Don't try to suppress negative thoughts. This leads to the so-called rebound effect and intensifies it. If you catch pessimistic hypotheses and thoughts, then consciously turn them around and replace negative assumptions with positive ones. For example, “I can't do it” becomes “I will do it.” It makes a huge difference how we look at the world and our future. Our energy goes where our attention is directed. It is not uncommon for this to result in a self-fulfilling prophecy - for better or for worse. Ultimately, success is above all: a matter of attitude.

6. Meditate regularly

Whether you meditate or pray: Both provide more clarity in the mind and inner peace.
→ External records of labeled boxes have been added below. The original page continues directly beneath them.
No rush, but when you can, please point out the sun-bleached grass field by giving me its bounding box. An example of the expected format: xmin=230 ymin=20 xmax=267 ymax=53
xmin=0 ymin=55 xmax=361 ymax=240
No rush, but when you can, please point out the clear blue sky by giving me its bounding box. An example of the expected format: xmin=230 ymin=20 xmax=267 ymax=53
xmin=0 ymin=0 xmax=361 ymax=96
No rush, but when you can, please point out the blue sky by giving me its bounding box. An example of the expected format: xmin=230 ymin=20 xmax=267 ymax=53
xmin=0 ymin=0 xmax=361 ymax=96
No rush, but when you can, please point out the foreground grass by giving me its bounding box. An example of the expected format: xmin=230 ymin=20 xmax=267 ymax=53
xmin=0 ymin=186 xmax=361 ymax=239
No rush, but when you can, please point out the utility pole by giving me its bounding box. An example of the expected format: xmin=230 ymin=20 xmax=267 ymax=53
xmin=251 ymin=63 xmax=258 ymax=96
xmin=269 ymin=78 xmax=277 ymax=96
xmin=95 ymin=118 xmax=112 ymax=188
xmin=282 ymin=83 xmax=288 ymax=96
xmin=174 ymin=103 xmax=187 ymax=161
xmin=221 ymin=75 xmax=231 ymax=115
The positive effect of meditation has long been scientifically proven: concentration increases, as does life expectancy. We feel more joy and energy, even the lifestyle becomes healthier (see this PDF).

How positive thinking and success are related

The happiness researcher Shawn Achor comes to the conclusion: It is not the intelligence quotient (IQ) that is decisive for happiness and success. More important - a whopping 75 percent - are optimism and the ability to deal with stress. He calls this positive mindset the "luck advantage". Expressed in numbers:

  • The positive thinking brain is 31 percent more productive than in a negative or neutral state.
  • Anyone who works as a salesperson has a 37 percent higher success rate.
  • Doctors are 19 percent faster and better at making the correct diagnosis.

In short: thinking positively is like doping for the brain. The services increase. The successes too.

What positive thinking brings

Positive thinking has numerous advantages. It doesn't just have to be about (professional) success. Our entire life benefits from it. Some examples:

  • Positive thinking makes you healthy and sets in motion unexpected healing effects (see “placebo effect”).
  • If you only look at the failures, you block yourself. Positive thinking gives us confidence and gives us control of action.
  • Those who think positively (of themselves) become more self-confident and increase their self-esteem.
  • Positive thinking broadens your horizons: you recognize more opportunities and possibilities.
  • A change of perspective on positive things and gratitude have been proven to make you happy.

Make it clear to yourself: positive thinking is first and foremost that: a decision. Things are not inherently positive or negative. You will only get that through our evaluation. Or as the writer Anaïs Nin put it: "We don't see things as they are, we see them as we are." That means: You can decide for yourself how you see things.

Where does positive thinking come from?

The positive thinking has its origins in the French pharmacist Émile Coué. He developed the concept of autosuggestion as a self-help method. With the help of positive affirmations (“I am fine, I am happy”), his clients became healthy more often than if they only took medication.

From this later developed the "positive psychology" around the psychologist Martin Seligmann. Today she examines the effect of positive thoughts, feelings and serenity as well as their and self-healing powers. It's about your own potential and about gaining more influence on your own life.